The Complete Design Overview

  1. End User Requests:

    • Users get the nearest load balancer address from the local DNS.

  2. Load Balancer: Routes request to appropriate servers for Tweet, timeline, and search services.

  3. Tweet Service:

    • Handles operations like posting Tweets, storing attachments, and real-time processing.
    • Data is moved to cloud pub-sub, then to BigQuery for deduping and aggregation, and finally to Google Cloud Bigtable.

  4. Timeline Service:

    • Fetches data from different databases or stores for home timeline requests.
    • Uses sharded counters for real-time counts and returns Top-k Tweets.

  5. Search Service:

    • Processes search requests, fetching real-time Tweets from Apache Lucene.
    • Ranks discovered Tweets based on factors like time or location and returns the top Tweets.

  6. Observability:

    • Utilizes Zipkin for tracing sampled requests.
    • ZooKeeper maintains different data, including configuration information and distributed synchronization.

Twitter’s backend system involves multiple steps:

  1. End Users’ Requests: Directed to the nearest load balancer.

  2. Load Balancer: Routes requests to appropriate servers for the tweet, timeline, and search services.

  3. Services:

    • Tweet Service: Handles operations like posting tweets, storing attachments in Blobstore, and real-time processing using Kafka.
    • Timeline Service: Fetches data from different databases, returns top tweets, and interacts with sharded counters.
    • Search Service: Processes search requests using Apache Lucene and ranks tweets based on various factors.

Client-side Load Balancer

Twitter utilizes client-side load balancing with a deterministic aperture as part of the Finagle RPC framework.
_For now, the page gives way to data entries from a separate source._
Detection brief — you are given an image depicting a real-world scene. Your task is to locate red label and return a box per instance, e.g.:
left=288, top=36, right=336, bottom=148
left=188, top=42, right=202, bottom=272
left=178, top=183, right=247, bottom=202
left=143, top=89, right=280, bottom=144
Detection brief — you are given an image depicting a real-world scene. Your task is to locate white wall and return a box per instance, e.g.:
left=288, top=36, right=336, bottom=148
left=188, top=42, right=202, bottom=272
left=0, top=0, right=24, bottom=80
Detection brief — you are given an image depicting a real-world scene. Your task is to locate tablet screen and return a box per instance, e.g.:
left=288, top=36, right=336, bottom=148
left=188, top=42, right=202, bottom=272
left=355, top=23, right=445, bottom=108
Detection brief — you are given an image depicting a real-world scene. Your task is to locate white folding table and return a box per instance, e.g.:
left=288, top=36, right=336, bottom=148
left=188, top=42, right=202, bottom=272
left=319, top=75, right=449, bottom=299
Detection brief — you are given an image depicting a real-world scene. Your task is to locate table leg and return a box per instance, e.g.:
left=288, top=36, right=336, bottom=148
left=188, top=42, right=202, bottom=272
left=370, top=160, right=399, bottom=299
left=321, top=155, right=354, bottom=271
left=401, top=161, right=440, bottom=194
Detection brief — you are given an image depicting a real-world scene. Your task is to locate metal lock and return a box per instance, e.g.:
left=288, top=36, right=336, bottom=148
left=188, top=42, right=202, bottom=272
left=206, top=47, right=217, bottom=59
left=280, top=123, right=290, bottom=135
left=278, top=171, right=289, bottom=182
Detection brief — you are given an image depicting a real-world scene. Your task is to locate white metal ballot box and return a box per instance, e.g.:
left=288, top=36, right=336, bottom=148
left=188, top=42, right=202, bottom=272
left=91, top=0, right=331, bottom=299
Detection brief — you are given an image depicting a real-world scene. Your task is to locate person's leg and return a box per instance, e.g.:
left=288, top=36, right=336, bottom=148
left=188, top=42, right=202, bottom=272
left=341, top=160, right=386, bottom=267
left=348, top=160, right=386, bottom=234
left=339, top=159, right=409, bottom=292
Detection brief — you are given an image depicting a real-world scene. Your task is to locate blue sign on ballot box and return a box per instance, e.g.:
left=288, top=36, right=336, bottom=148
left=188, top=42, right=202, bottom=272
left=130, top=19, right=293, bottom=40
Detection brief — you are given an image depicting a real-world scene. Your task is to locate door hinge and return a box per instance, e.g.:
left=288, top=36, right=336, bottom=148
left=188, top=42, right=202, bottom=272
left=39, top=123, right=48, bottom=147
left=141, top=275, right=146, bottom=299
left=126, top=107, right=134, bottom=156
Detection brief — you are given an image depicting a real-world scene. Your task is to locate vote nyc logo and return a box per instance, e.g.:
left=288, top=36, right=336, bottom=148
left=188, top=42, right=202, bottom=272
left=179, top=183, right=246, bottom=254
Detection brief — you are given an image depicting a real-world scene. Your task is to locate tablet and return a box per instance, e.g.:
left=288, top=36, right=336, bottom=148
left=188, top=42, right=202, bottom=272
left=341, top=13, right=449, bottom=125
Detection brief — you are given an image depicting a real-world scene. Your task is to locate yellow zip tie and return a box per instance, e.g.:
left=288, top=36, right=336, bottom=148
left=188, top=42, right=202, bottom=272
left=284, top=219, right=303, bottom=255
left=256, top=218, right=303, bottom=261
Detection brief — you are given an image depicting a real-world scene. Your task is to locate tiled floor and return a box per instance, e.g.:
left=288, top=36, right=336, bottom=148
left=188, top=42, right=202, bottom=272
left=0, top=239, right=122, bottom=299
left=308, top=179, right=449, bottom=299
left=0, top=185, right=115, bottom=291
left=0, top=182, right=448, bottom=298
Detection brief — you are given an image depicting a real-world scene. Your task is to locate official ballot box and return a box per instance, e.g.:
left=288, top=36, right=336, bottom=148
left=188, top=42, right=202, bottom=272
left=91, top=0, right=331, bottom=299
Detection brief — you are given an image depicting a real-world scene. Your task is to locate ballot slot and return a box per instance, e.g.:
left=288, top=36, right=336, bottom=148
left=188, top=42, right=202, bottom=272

They use the Power of Two Random Choices (P2C) technique for both request and session distribution.

  • Request Distribution (P2C): Randomly selects two instances and picks the one with the least load.

  • Session Distribution:

    • Mesh Topology: Each client starts a session with all instances, fair but not scalable.
    • Random Aperture: Randomly chooses a subset of servers for sessions, scales better but may be unfair.
    • Deterministic Aperture (Continuous Ring): Ensures fairness and scalability by mapping clients to servers using continuous ring coordinates and P2C.